Popular Economics Weekly
“Guns don’t kill people, people kill people” has been the credo of the NRA, gun lobby and most Republicans since the 1980s when gun manufacturers came up with automatic pistols, so that guns could kill more people.
Only guns can kill that many people—including women and children. His brothers didn’t even know he was a gun nut who owned more than 30 weapons, and was able to smuggle in 10 suitcases containing 23 of those weapons without any Mandalay Bay staff even noticing such an oddity. Who needs that many suitcases in a hotel room?
The odds are that nothing will be done about this massacre, as long as President Trump and Republicans are in power. President Trump called it an act of evil, yet he won’t look at the evil in his own soul; the countless times he has lied and cheated to build his real estate empire that have been documented in many of the 3,500 lawsuits he has been involved in.
Australia had a similar gun problem until 36 people were killed in Port Arthur, and Prime Minister John Howard was able to pass strict gun control laws in 1996, the same year of the Port Arthur massacre. There hasn’t been a mass killing since then in Australia.
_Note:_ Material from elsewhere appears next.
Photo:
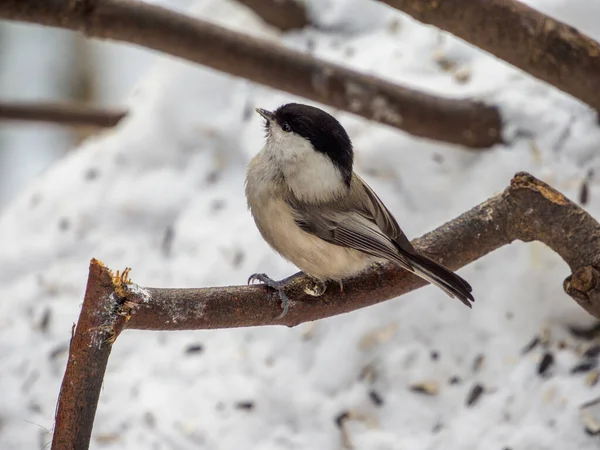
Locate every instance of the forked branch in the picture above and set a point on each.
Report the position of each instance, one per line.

Australians apparently don’t believe owning an assault rifle is the ticket to manhood. Their gun control laws are maintained by weapon buyback programs and the requirement that gun owners must belong to a certified gun club.
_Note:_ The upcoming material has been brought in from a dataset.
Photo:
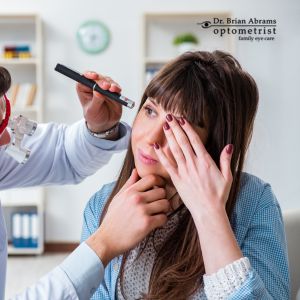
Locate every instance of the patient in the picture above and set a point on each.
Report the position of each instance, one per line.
(223, 234)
How did our gun laws become so lax that military-style weapons are easy to obtain? It was a little known Supreme Court decision authored by its most extreme ideologue, Justice Antonin Scalia in the 1980s, which said that gun owners no longer must heed the constitutional Second Amendment stricture that gun owners are members of a well-regulated militia in order to bear arms.
Our founding fathers must have thought it would help to curb the random gun violence we have today.